Cybercriminals use a plethora of techniques to breach systems, steal data, launch malware campaigns, and cause damage. One of the most popular tools of the trade is smishing. But what is smishing, how do smishing attacks work, and how can you keep safe?
What is smishing? The definition and meaning
To understand the meaning of smishing, we must first look at the more common term “phishing.”
Phishing is when a cybercriminal pretends to be someone they’re not (usually a person in a position of authority) and attempts to deceive you into giving up personal data or clicking a malware-infected link.
They could claim to be anyone, such as your boss, a coworker, a family member, or a trusted website. Basically, anyone who you would be automatically inclined to trust. Taking advantage of that inclination to trust, the cybercriminal hopes you will let your judgment slip and provide them with the personal data they need from you.
Phishing is when these deceptive acts are done via email. But the word is modified slightly for other platforms. When the scam is done in the form of an SMS message, it’s called “smishing.”
So, the official definition of smishing is when a criminal sends someone a deceptive SMS message with the intention of stealing personal data or infecting your device with malware.
Smishing vs. phishing vs. vishing: Understanding the differences
There’s not just phishing and smishing. There are several variations of this type of attack to wrap your head around.
Smishing
As we said above, smishing is when you receive a deceptive message in an SMS message from a person claiming to be someone you trust.
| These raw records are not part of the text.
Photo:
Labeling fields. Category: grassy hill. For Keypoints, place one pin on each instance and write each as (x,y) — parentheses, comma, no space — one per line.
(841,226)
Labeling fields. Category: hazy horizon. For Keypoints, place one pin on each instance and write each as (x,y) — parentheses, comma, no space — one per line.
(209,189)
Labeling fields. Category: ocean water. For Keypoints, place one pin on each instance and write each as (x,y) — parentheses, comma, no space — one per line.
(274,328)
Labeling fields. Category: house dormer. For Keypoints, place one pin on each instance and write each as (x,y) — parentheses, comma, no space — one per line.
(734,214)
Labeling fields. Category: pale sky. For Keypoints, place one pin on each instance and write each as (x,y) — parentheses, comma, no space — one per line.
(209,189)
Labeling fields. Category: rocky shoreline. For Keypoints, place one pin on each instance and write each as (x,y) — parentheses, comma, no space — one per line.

But not just traditional SMS — smishing also applies to chat apps like WhatsApp, Telegram, and Signal.
Using whatever persona they’ve decided to use, the smisher will attempt to get sensitive information from you, such as your date of birth, social security number, user login details, and more. Or they may ask you to click a link, which would then infect your device with malware.
Phishing
Phishing is the email version of smishing. This deceptive approach is made in an email with the same request for information or the same link they want you to click on to be infected by their malware.
Often, phishers try to impersonate banks and other financial institutions, telling you that your account will be at risk unless you sign in by following the link they provide and change your password. Many email programs are now skilled at spotting these fake emails and sending them straight to spam.
Vishing
When this type of scam is conducted using a voice call over the phone, it’s called vishing. One new vishing scam involves someone calling pretending to be from the police. They tell the victim that a criminal is coming to rob them, and they are going to send colleagues to take the victim’s valuables into safekeeping for them.
This new form of vishing is surprisingly effective. Vishing can also apply to video calls.
Examples of smishing attacks
The main goal of a smishing attack is to get you to click on a malicious link or download a malware file. However, attackers may also use more personal SMS communications or direct you to fake online forms for you to fill out.
Common types of SMS attacks include:
- Health-related smishing scams
- Financial services smishing attacks
- Customer support smishing
- Gift smishing scams
- Fake lotteries
- Family or friends with urgent requests
- Fake law enforcement scams
- IRS officer frauds
The following are some of the most infamous smishing cases to date.
- 2020 Olympics Smishing Campaign: Olympics fans were targeted via SMS during the 2020 Olympics in Tokyo, Japan. This campaign attempted to sell fake tickets to the event and stole financial and personal information from victims in the process.
- 2020 U.S. Mail Smishing Attacks: In this attack, cybercriminals posed as representatives of the United States Postal Service to steal sensitive information via SMS.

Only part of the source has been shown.